Yiya esigabeni / 10837  
  

8945. En gij zult niet met trappen opklimmen boven tot Mijn altaar; dat dit betekent geen verheffing tot de innerlijke dingen die van de hemel zijn, staat vast uit opklimmen langs trappen, dus zich verheffen tot de hogere of tot de innerlijke dingen; of men zegt innerlijke of hogere, het is hetzelfde, want de innerlijke dingen verschijnen zoals hogere, nrs. 2148, 3084, 4210, 4599; en uit de betekenis van het altaar, te weten het voornaamste uitbeeldende van de Heer, nrs. 921, 2777, 2811; dus is met trappen opklimmen boven tot Mijn altaar, zich verheffen tot de Heer, dus tot de innerlijke dingen die van de hemel zijn, want de Heer is meer tegenwoordig in het innerlijke; hemels wordt alles genoemd wat in de binnenste hemel is en geestelijk alles wat in de middelste hemel is; de hemel immers is onderscheiden in twee rijken: namelijk het hemelse en het geestelijke rijk; zij die in het hemels rijk zijn, zijn in de binnenste of derde hemel, dus de Heer het naast; degenen immers die daar zijn, zijn in de liefde tot de Heer en in de onschuld, en dus meer dan alle overigen in wijsheid; maar zij die in het geestelijk rijk zijn, zijn in de middelste of tweede hemel, en dus verder van de Heer verwijderd; zij die daar zijn, zijn in de liefde jegens de naaste en door de naastenliefde bij de Heer; over die beide rijken en over het verschil ervan, zie de nrs. 2048, 2088, 2227, 2507, 2669, 2708, 2715, 2718, 3235, 3246, 3374, 3887, 4448, 4585, 4938, 4939, 5113, 5922, 6367, 6435, 7877.

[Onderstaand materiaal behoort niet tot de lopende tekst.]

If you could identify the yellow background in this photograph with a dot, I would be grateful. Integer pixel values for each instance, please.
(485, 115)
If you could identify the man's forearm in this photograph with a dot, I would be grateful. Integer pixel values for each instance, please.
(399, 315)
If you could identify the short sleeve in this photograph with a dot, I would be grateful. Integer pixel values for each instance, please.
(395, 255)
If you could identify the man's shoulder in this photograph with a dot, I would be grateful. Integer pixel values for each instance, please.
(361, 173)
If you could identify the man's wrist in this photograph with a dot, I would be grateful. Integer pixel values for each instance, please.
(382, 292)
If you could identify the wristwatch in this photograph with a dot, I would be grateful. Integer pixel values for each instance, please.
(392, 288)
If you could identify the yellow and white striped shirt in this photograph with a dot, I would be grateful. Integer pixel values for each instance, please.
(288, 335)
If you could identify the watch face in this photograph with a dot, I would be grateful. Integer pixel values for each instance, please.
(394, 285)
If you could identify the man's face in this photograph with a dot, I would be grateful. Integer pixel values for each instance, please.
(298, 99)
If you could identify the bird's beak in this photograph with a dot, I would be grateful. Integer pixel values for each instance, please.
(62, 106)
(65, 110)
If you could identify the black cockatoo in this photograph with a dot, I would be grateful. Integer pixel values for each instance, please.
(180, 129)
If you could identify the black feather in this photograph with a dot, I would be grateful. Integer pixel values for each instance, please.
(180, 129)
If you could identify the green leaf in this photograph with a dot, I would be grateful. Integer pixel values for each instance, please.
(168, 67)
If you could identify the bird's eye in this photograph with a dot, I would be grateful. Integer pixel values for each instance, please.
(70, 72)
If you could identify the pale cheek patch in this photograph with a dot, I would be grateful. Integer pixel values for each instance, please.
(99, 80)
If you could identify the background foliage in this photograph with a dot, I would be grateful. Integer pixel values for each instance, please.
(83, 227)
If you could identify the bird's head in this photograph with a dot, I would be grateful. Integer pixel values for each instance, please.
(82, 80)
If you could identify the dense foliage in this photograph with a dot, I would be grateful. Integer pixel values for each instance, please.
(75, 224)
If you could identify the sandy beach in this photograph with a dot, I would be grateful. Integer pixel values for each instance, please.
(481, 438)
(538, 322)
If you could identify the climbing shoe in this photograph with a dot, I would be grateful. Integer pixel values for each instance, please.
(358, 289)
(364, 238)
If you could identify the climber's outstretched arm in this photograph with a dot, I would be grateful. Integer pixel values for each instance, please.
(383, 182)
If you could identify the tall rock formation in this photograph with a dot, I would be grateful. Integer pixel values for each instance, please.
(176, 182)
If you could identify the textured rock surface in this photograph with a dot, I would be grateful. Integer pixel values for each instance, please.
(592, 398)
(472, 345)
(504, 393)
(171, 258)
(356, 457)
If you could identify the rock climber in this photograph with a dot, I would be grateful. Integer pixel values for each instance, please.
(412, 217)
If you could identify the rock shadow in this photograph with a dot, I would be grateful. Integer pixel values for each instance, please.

Het moet in het kort worden ontvouwd, hoe het is gesteld met de verheffing naar de innerlijke dingen, dus tot de hemelse, die worden aangeduid met opklimmen met trappen boven tot het altaar; het wordt niemand in het andere leven toegestaan zich hoger in de hemel te verheffen dan tot de graad van het goede waarin hij is; want indien hij zich hoger verheft, dan worden zijn vuiligheden zichtbaar, dat wil zeggen, de boosheden van zijn liefden en de valsheden daaruit; hoe innerlijker immers iets is, des te zuiverder en des te heiliger is het in de hemel; degenen die in een onzuivere staat zijn, worden in een lagere sfeer gehouden, waar de onzuivere zaken niet worden doorvat, noch verschijnen; zij zijn immers in een grover goede en in een meer duister ware.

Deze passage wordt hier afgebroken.